CREATE SET TABLE test.test ( created_at TIMESTAMP(6) NOT NULL, cid VARCHAR(64)
) PRIMARY INDEX ( cid ) PARTITION BY RANGE_N(((cast(created_at as date) - DATE '1970-01-01') mod 180) between 0 and 179 each 1, unknown);
-- also tried: PARTITION BY (cast(created_at as date) - DATE '1970-01-01') mod 180;
This seems to meet all of the criteria here: http://www.info.teradata.com/HTMLPubs/DB_TTU_13_10/index.html#page/General_Reference/B035_1096_109A/...
except possibly the "Certain uses of EXTRACT, CAST..." part.
Is there a better way to partition for queries on days compared with created_at expressions?
Solved! Go to Solution.
Try the following:
PARTITION BY RANGE_N ( created_at BETWEEN TIMESTAMP '2001-01-01 00:00:00.000000' AND TIMESTAMP '2020-12-31 23:59:59.000000' EACH INTERVAL '1' DAY );
Remember that there is no performance penalty for having empty partitions, so defining a large range of dates is not an issue IF the partitions for anything other than your 180 days of data are really empty. the optimiser will know they are empty and will not search those partitions.

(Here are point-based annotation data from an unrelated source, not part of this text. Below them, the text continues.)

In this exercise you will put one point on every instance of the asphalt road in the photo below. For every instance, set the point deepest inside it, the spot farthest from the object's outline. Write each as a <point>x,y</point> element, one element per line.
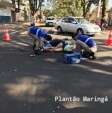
<point>30,84</point>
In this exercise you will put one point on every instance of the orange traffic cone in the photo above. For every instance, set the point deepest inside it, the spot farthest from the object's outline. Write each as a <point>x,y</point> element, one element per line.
<point>6,37</point>
<point>108,42</point>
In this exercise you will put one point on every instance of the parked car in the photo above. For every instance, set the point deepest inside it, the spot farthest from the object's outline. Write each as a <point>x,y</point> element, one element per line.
<point>76,24</point>
<point>50,21</point>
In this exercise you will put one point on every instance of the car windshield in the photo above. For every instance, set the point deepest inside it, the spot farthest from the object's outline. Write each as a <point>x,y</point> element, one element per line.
<point>82,20</point>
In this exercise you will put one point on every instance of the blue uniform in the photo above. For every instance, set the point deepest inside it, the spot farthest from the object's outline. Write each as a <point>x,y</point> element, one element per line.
<point>87,40</point>
<point>38,32</point>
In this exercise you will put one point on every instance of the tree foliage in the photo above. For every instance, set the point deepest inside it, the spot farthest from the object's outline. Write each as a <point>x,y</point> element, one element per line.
<point>35,5</point>
<point>67,7</point>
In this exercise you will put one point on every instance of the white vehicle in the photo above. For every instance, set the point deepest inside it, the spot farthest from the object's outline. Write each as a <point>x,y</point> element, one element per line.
<point>50,21</point>
<point>76,24</point>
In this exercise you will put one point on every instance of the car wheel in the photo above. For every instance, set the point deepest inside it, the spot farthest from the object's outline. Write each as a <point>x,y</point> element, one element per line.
<point>59,29</point>
<point>80,31</point>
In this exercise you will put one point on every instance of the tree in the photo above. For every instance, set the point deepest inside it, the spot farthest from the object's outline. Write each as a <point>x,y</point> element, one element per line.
<point>67,7</point>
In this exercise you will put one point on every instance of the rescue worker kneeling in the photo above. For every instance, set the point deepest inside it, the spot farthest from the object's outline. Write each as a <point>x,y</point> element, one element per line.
<point>86,45</point>
<point>39,36</point>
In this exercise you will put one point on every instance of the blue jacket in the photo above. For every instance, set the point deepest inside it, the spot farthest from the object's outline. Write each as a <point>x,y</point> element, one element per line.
<point>87,40</point>
<point>38,32</point>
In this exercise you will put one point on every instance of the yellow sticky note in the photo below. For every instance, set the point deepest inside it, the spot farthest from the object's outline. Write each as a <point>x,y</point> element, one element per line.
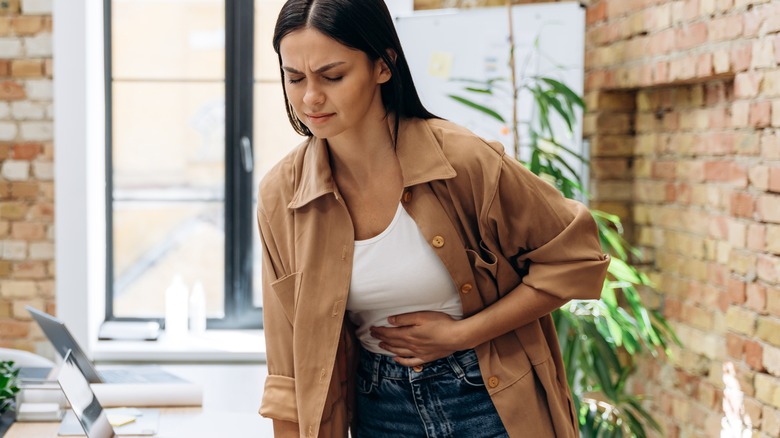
<point>440,65</point>
<point>119,420</point>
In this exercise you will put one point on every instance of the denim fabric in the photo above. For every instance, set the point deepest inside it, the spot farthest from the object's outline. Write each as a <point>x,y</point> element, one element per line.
<point>447,398</point>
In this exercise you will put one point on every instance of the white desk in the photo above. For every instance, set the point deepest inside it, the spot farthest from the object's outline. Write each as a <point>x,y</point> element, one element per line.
<point>231,398</point>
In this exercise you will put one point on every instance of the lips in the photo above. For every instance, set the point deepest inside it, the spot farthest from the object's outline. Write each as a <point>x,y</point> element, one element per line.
<point>319,117</point>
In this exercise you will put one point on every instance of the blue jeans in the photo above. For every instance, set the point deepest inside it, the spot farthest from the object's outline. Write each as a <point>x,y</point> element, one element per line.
<point>447,398</point>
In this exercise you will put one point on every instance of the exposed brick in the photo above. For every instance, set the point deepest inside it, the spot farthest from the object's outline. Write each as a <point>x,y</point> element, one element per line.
<point>737,291</point>
<point>741,57</point>
<point>769,208</point>
<point>27,25</point>
<point>773,301</point>
<point>741,320</point>
<point>756,297</point>
<point>10,90</point>
<point>743,205</point>
<point>14,329</point>
<point>27,68</point>
<point>747,84</point>
<point>760,114</point>
<point>768,268</point>
<point>768,329</point>
<point>725,28</point>
<point>754,355</point>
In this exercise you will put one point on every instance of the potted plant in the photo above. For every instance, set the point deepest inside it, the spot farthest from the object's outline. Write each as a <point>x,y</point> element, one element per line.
<point>8,390</point>
<point>599,339</point>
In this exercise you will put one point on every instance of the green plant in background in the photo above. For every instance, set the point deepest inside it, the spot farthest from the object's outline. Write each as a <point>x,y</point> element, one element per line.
<point>599,339</point>
<point>8,385</point>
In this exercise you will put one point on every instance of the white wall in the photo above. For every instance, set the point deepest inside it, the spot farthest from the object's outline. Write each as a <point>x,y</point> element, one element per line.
<point>79,166</point>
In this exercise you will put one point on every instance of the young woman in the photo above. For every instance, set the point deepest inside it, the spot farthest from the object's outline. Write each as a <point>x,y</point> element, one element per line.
<point>410,267</point>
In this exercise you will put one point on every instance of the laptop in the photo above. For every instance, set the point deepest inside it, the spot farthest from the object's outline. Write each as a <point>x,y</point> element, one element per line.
<point>90,414</point>
<point>63,341</point>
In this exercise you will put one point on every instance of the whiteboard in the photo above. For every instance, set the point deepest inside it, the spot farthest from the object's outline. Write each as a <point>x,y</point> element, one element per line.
<point>444,46</point>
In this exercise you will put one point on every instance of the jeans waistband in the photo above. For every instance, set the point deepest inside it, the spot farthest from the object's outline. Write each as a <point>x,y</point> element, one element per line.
<point>380,366</point>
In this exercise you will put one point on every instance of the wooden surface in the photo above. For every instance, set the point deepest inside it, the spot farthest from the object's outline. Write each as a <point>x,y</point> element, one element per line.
<point>231,398</point>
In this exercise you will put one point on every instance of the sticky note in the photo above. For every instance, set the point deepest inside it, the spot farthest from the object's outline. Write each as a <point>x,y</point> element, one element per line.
<point>119,420</point>
<point>440,65</point>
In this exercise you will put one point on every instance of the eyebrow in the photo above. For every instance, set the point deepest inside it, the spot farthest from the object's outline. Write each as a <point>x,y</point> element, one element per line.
<point>322,69</point>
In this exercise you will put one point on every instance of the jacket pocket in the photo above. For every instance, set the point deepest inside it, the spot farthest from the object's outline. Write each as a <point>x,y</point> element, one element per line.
<point>485,264</point>
<point>286,290</point>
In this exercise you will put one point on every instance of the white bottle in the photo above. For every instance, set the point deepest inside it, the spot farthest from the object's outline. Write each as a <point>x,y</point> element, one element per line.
<point>198,309</point>
<point>176,308</point>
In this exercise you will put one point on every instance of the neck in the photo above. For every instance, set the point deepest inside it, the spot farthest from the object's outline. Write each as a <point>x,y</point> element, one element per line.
<point>362,157</point>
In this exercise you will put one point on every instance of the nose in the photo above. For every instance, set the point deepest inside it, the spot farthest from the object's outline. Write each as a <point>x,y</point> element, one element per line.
<point>313,96</point>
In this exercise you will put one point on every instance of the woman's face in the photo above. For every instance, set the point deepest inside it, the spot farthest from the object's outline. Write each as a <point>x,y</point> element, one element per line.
<point>333,89</point>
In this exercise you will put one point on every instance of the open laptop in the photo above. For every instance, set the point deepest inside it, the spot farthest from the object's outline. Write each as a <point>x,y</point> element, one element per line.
<point>63,341</point>
<point>90,414</point>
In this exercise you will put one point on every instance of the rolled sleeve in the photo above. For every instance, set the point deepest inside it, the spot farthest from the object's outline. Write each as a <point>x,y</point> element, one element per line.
<point>279,401</point>
<point>551,240</point>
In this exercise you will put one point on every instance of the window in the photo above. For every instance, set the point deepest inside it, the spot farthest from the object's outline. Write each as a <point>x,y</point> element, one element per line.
<point>195,117</point>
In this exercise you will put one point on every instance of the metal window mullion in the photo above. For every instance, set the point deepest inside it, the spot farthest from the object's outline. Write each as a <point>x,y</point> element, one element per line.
<point>239,64</point>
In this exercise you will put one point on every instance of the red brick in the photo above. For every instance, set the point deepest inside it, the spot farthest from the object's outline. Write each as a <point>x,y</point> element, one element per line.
<point>27,24</point>
<point>717,170</point>
<point>719,118</point>
<point>777,49</point>
<point>26,151</point>
<point>754,355</point>
<point>596,12</point>
<point>725,28</point>
<point>24,190</point>
<point>690,36</point>
<point>28,231</point>
<point>756,237</point>
<point>774,179</point>
<point>761,114</point>
<point>31,270</point>
<point>755,297</point>
<point>735,346</point>
<point>10,329</point>
<point>610,168</point>
<point>737,291</point>
<point>747,84</point>
<point>742,205</point>
<point>741,57</point>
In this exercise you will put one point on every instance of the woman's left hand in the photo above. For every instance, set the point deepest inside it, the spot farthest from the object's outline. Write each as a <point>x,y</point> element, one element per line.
<point>420,337</point>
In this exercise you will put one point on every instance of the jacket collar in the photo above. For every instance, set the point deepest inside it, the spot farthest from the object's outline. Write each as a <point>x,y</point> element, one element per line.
<point>420,154</point>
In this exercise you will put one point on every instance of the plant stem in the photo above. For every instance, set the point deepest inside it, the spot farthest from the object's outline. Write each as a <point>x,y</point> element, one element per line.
<point>512,68</point>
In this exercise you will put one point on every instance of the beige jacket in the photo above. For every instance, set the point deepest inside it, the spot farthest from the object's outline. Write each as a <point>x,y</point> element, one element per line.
<point>496,228</point>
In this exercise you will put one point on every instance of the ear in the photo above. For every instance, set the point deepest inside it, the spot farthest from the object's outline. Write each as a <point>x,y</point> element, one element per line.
<point>384,70</point>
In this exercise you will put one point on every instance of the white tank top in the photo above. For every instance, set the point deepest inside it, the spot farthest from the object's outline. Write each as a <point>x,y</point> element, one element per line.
<point>397,272</point>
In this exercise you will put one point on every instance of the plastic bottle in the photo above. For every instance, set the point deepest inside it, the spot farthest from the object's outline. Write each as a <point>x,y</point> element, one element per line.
<point>176,308</point>
<point>198,309</point>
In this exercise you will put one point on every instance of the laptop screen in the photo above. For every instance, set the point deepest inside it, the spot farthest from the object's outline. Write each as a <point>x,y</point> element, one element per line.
<point>63,341</point>
<point>83,401</point>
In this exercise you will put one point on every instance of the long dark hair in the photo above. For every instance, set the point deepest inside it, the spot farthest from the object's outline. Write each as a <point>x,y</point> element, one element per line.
<point>365,25</point>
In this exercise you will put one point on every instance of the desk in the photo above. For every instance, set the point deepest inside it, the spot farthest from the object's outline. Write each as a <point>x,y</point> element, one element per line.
<point>231,398</point>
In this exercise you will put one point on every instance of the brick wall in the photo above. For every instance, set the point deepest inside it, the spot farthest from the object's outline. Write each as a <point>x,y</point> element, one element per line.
<point>684,124</point>
<point>26,169</point>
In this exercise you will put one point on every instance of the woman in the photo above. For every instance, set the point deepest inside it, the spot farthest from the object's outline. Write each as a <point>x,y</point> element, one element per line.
<point>410,267</point>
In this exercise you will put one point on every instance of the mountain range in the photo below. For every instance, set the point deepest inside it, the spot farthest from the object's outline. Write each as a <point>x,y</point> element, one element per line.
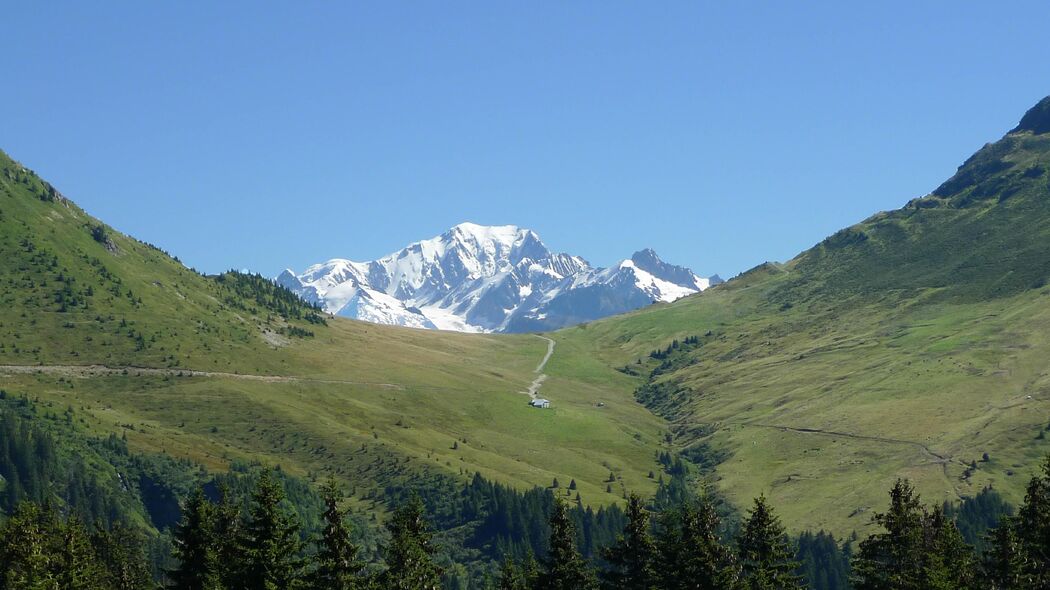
<point>489,278</point>
<point>909,344</point>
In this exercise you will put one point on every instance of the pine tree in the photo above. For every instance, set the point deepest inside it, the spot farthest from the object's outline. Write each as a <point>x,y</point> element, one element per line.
<point>948,562</point>
<point>1032,528</point>
<point>767,559</point>
<point>270,541</point>
<point>1005,563</point>
<point>78,567</point>
<point>691,553</point>
<point>194,546</point>
<point>564,568</point>
<point>123,559</point>
<point>28,548</point>
<point>893,560</point>
<point>410,557</point>
<point>336,559</point>
<point>632,559</point>
<point>510,576</point>
<point>228,531</point>
<point>920,550</point>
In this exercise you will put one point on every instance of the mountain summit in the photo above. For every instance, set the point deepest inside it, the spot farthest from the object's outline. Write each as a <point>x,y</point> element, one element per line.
<point>488,278</point>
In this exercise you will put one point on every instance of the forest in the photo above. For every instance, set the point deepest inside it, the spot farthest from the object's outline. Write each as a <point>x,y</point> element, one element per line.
<point>83,512</point>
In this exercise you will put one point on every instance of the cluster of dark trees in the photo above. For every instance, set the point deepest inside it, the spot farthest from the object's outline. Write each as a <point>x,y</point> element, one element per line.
<point>246,289</point>
<point>77,504</point>
<point>224,546</point>
<point>920,548</point>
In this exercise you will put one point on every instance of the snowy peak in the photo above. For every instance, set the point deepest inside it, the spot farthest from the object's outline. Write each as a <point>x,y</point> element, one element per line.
<point>648,260</point>
<point>487,278</point>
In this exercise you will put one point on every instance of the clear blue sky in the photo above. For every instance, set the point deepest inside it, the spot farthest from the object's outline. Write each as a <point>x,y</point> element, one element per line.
<point>263,135</point>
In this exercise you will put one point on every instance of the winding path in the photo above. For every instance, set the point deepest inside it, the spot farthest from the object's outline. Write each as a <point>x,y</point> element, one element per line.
<point>936,457</point>
<point>533,390</point>
<point>102,371</point>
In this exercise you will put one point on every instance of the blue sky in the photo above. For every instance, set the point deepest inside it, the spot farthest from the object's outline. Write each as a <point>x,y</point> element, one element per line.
<point>264,135</point>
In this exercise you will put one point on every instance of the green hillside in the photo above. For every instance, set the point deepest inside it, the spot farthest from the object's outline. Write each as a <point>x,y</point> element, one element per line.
<point>909,344</point>
<point>229,367</point>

Your existing ETL code will need to purge old data to keep the 180 day rule - but it sounds like you're already doing that.
With the above in place queries such as the following will use partitioning.
SELECT * FROM t1 WHERE created_at BETWEEN DATE '2006-04-03' AND DATE '2007-01-01';
SELECT * FROM t1 WHERE created_at BETWEEN TIMESTAMP '2006-04-03 00:00:00' AND TIMESTAMP '2007-01-01 12:13:14';
Does that work for you?
Given what you said about no performance penalities for empty partitions, this solution will work. Thanks!
I'd still like to understand what the problem is with my PARTITION BY statements for my own TD education. My understanding that they need only deterministically return INTEGER.